Marilyn Manson - Antichrist Superstar

Marilyn Manson - Antichrist Superstar
Metal / Industrial
erschienen am 08.10.1996 bei Nothing
dauert 77:26 min
Bloodchamber-Wertung:

Tracklist

1. Irresponsible Hate Anthem
2. The Beautiful People
3. Dried Up, Tied And Dead To The World
4. Tourniquet
5. Little Horn
6. Cryptorchid
7. Deformography
8. Wormboy
9. Mister Superstar
10. Angel With The Scabbed Wings
11. Kinderfeld
12. Antichrist Superstar
13. 1996
14. Minute Of Decay
15. The Reflecting God
16. Man That You Fear
17. Track 99 - Empty Sounds Of Hate

Die Bloodchamber meint:

Es muss so Anfang 1995 gewesen sein, der kleine Björn zappt sich nachts im elterlichen Wohnzimmer auf der Suche prickelnder Unterhaltung durch die sieben durch die Hausantenne bereitgestellten Kanäle. Auf dem ZDF stößt er auf eine Reportage über Jemanden namens MARILYN MANSON, der doch tatsächlich auf der Bühne nichts anderes trägt als einen Haufen Bandagen und einen Katheder? „Was ist das für ein kranker Scheiß?“ denkt sich der Junge, der sich bisher nur an GUNS 'N ROSES herangetraut hatte und dem die SCORPIONS zu hart waren. Fasziniert klebt er am Fernseher...

Etwas 1,5 Jahre später, die Haare wuchsen und es wurde sich ein CD Regal für Bands wie FEAR FACTORY, SEPULTURA, MANOWAR und andere angelegt, entdeckte der da schon etwas größere Björn in dem Katalog eines Emsländer Versandhandels die „Antichrist Superstar“. Der nächste CD Laden war 20 km entfernt und an irgendwelche Internetstreams war noch lange nicht zu denken.

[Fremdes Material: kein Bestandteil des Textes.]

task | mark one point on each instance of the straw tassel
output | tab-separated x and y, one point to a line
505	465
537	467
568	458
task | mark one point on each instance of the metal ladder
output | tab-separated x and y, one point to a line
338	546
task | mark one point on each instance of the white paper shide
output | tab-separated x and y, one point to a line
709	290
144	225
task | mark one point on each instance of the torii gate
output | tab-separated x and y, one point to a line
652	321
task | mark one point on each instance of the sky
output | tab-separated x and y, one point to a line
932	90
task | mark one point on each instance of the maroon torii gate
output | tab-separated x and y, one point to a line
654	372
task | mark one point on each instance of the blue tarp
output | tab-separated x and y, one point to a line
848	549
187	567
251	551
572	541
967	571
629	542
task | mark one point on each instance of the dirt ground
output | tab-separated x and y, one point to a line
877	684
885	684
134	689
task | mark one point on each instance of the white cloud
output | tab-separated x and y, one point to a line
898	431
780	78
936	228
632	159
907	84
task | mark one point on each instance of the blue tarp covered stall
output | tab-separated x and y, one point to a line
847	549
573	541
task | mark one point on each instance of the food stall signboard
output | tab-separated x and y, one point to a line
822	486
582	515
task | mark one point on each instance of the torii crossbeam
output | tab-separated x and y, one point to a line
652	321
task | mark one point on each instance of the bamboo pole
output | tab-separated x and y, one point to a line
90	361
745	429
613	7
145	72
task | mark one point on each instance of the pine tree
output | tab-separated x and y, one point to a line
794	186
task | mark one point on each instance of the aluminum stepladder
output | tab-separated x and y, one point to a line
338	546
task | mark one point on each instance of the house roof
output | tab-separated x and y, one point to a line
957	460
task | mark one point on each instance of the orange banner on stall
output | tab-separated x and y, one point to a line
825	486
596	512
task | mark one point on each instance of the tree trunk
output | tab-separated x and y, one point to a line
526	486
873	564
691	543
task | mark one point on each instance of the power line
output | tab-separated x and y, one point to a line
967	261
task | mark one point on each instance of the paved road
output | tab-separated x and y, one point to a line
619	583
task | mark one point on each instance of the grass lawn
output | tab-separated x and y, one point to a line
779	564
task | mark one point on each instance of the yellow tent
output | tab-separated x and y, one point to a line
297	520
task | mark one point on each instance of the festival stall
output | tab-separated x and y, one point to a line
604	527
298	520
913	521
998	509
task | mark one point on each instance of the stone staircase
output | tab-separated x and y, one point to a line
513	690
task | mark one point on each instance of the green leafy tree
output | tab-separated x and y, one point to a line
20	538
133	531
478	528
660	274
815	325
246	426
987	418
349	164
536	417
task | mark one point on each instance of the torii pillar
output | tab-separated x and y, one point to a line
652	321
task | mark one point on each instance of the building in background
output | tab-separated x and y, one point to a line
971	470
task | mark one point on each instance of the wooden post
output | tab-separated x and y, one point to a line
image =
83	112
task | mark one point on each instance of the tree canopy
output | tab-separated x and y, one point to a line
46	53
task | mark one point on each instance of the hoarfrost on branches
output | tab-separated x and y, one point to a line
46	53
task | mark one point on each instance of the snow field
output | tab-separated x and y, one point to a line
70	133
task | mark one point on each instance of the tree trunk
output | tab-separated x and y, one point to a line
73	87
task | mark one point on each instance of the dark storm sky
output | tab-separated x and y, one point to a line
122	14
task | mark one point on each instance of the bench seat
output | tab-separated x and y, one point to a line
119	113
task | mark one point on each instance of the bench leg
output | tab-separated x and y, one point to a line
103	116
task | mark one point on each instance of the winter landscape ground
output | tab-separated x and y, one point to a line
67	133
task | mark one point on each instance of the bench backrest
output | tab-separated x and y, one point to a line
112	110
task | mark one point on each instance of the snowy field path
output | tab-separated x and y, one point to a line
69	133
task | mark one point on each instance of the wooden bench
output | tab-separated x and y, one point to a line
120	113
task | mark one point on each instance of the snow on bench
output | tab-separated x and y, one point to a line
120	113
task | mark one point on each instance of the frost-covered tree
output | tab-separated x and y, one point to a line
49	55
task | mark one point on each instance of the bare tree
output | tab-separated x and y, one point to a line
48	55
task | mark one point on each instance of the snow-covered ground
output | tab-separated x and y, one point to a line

Anderthalb Dekaden später ist der MARILYN MANSON nicht mehr derselbe wie damals. „Antichrist Superstar“ katapultierte eine schon durch Drogen dem Absturz entgegen rennende Band das erste Mal in die Charts und dann gleich auf Platz 3 der US Billboard Charts. Der Amoklauf an der Columbine Highschool, für den man die Band oder eher die Soloperson des Sängers, mit für verantwortlich machen würde, lag noch in der Zukunft. Damals konzentrierte sich Mr. Manson noch auf die Musik und war ein dicker Kumpel von NINE INCH NAILS Trent Reznor, der ordentlich beim Schreiben und Produzieren des Albums mitgewirkt hat.

„Antichrist Superstar“ ist der Abschluss einer Albumtrilogie, die rückwärts veröffentlicht worden ist. „Holy Wood (In The Shadow Of The Valley Of The Death)“ stellt den Anfang da, dann folgte „Mechanical Animals“ und „Antichrist Superstar“ schließt den Zyklus ab. Grob geht es auf „Antichrist Superstar“ um einen Fan, der endlich sein großes Idol trifft, von diesem abgelehnt wird, von irgendwas infiziert wird und schließlich den Superstar ermordet. Er denkt da Geschehene nach, löst sich von „Little Horn“, der nun aber auf der Erde wütet und alles in Asche legt. Interpretationsmöglichkeiten gibt es viele von biographischen Gedanken über Religionskritik und Übertragungen auf die Politik.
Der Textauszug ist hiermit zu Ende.